Un lion à radiographier, un orang-outang à scanner… à la clinique du parc zoologique de Saint-Aignan (Loir-et-Cher), les patients sortent de l’ordinaire. Si les règles de radioprotection restent classiques, leur application demande aux vétérinaires et aux auxiliaires… d’être malins comme des singes. 

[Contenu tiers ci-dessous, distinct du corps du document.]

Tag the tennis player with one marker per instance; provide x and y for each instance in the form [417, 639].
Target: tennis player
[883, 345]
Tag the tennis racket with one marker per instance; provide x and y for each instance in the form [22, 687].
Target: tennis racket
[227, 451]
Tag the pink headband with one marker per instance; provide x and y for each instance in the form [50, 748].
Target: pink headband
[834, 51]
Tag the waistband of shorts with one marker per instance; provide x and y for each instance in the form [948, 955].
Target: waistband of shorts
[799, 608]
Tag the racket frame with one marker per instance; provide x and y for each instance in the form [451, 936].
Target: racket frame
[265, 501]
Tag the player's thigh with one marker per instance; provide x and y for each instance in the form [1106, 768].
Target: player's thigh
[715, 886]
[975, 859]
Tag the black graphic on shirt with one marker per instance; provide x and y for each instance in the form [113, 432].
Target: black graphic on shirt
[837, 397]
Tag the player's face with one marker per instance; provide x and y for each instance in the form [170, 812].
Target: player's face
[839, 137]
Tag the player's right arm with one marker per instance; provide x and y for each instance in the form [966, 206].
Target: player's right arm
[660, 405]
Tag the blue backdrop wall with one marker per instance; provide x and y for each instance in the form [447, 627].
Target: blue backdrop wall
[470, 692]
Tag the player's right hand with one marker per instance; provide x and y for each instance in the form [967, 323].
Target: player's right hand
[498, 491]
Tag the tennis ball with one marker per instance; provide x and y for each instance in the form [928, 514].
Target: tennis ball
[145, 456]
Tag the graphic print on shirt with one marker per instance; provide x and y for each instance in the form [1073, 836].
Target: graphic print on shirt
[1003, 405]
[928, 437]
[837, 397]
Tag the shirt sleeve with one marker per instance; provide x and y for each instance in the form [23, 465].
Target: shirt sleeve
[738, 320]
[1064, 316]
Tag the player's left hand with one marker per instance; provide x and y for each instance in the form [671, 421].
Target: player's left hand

Équipés d’un tablier plombé et d’un protègethyroïde, Baptiste Mulot, chef vétérinaire, et Karine Ecomard, ASV2 à la clinique, utilisent des bidons en plastique pour immobiliser la tortue et caler le capteur plan wifi (visible de dos). En s’éloignant du générateur de rayons X, ils limitent leur exposition. 

Juchée sur un bidon en plastique, sans pouvoir toucher terre, elle attend, anxieuse, la fin de sa radiographie. Sa posture pourrait sembler étrange, s’il ne s’agissait pas en réalité… d’une tortue, l’un des 10000 patients de Baptiste Mulot. « Nous lui mettons les pattes dans le vide pour éviter qu’elle ne bouge le temps du cliché. Cela fait partie des astuces à trouver lorsqu’on travaille dans un endroit comme celui-ci », explique le chef vétérinaire, directeur de la clinique depuis 2014 et personne compétente en radioprotection (PCR) de niveau 21 depuis 2009. La clinique dispose d’un poste de radiographie fixe, d’un générateur de rayons X mobile et d’un scanner. Pour chaque équipement, il existe des autorisations de mise en service et des procédures de radioprotection. En entrant dans la salle de radiologie, il est possible d’apercevoir, derrière une vitre, le bloc de chirurgie et, au fond de la pièce, une porte donnant accès au scanner. « Contrairement à la radio, le scanner n’est pas une pratique habituelle des vétérinaires : il faut parfaire son utilisation avec des animaux. Au-delà de son application médicale, c’est un outil qui sert à documenter des bases de données sur l’anatomie de nos pensionnaires. » En l’absence de normes pour les installations vétérinaires, les soignants appliquent celles en vigueur pour les humains.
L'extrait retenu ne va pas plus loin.